The widely publicized Black Friday protests against unfair labor practices and low wages at Walmart are part of a growing national campaign that reaches deep into the grass roots.

Hundreds of Walmart workers and community allies across major US cities took to the streets on Black Friday to protest the multibillion-dollar corporation for poor working conditions, unfair labor practices and wages so low the retailer held a food drive for its own employees this Thanksgiving.

The nationwide campaign under the umbrella of Organization United for Respect (OUR Walmart), supported by the United Food and Commercial Workers, held protests in major cities such as Los Angeles, Miami, Chicago, Dallas and Seattle. It was part of a growing movement of increasingly organized and mobilized low-wage workers that include retail, fast food and restaurant workers.

“I’m out here to show the workers not to fear retaliation, because it’s our right to be able to organize and protest what Walmart is doing to its associates,” said Richard Mendoza, an employee at Walmart’s Duarte store in Los Angeles County. “The more times they get away with it, the bigger the problem is going to be.”

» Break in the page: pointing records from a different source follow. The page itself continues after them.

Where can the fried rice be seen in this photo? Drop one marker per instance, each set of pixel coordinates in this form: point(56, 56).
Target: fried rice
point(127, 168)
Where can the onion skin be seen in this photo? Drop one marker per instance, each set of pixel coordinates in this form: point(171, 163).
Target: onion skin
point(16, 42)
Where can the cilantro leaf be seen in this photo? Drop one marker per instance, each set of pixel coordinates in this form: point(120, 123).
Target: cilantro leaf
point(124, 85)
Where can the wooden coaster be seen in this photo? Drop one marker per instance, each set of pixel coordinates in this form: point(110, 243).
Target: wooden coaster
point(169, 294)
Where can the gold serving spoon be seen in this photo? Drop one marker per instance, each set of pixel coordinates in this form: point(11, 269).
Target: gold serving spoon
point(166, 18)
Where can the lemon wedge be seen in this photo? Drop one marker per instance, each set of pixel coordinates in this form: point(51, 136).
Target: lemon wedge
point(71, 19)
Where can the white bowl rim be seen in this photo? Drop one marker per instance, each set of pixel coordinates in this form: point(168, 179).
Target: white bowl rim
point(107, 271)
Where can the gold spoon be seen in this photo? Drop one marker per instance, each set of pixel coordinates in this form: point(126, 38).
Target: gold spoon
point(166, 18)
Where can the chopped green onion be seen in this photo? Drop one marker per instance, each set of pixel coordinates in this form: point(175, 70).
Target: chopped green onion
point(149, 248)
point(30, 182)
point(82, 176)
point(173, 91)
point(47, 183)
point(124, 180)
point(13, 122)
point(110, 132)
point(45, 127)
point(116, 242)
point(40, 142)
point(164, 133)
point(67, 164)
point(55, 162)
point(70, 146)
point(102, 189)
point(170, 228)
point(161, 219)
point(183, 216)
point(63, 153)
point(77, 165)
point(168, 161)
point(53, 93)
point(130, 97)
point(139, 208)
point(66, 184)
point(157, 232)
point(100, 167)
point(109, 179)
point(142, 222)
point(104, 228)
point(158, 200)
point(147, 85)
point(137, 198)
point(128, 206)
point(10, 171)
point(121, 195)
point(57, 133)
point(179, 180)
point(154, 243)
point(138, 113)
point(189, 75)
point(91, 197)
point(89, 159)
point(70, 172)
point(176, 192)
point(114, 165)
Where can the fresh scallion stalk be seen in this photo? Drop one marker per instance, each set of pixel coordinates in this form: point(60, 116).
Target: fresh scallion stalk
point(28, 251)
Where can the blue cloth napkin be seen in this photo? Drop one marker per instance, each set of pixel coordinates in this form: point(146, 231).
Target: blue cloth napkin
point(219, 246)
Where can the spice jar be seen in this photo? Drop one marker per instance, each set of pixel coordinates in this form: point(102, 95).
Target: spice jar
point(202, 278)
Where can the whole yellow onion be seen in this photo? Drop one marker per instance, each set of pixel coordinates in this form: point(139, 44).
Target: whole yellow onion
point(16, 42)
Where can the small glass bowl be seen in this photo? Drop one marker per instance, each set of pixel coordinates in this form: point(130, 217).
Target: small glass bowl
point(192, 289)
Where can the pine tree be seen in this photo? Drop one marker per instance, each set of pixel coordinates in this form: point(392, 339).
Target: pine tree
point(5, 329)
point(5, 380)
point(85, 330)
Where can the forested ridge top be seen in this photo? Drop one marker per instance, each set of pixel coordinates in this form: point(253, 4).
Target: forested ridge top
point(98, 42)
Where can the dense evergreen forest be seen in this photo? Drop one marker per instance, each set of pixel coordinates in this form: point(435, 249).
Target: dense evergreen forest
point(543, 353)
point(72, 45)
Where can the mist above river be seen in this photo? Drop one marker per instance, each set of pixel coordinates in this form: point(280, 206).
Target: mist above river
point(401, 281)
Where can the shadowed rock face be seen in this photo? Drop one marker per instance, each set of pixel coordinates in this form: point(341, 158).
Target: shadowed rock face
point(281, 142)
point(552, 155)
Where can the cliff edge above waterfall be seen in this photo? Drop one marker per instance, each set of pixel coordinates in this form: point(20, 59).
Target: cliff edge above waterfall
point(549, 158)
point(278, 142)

As in the past, with consumers often stampeding and fighting for marked-down products, this year’s Black Friday sales were marred by violence that has been deadly for low-paid workers who operate the stores so their employer can make billions in profits on Black Friday. Mendoza said he had to start work at 5:30 PM on Thanksgiving to accommodate a new practice whereby retailers push Black Friday well into the holiday.

In 2008, 34-year-old Jdimytai Damour, a Long Island, New York, Walmart employee, was killed on Black Friday when shoppers stampeded through doors and trampled him to death. Walmart was fined only $7,000 for this tragedy – but to date has not paid.

Beyond Black Friday, public advocacy for low-wage workers is gaining steam. But the heightened push has raised questions: What is being advocated for? Is it specific rights and protections? A minimum wage? Increased unionization? Or is the goal a sea change in the way the economy operates – a larger shift toward real democracy?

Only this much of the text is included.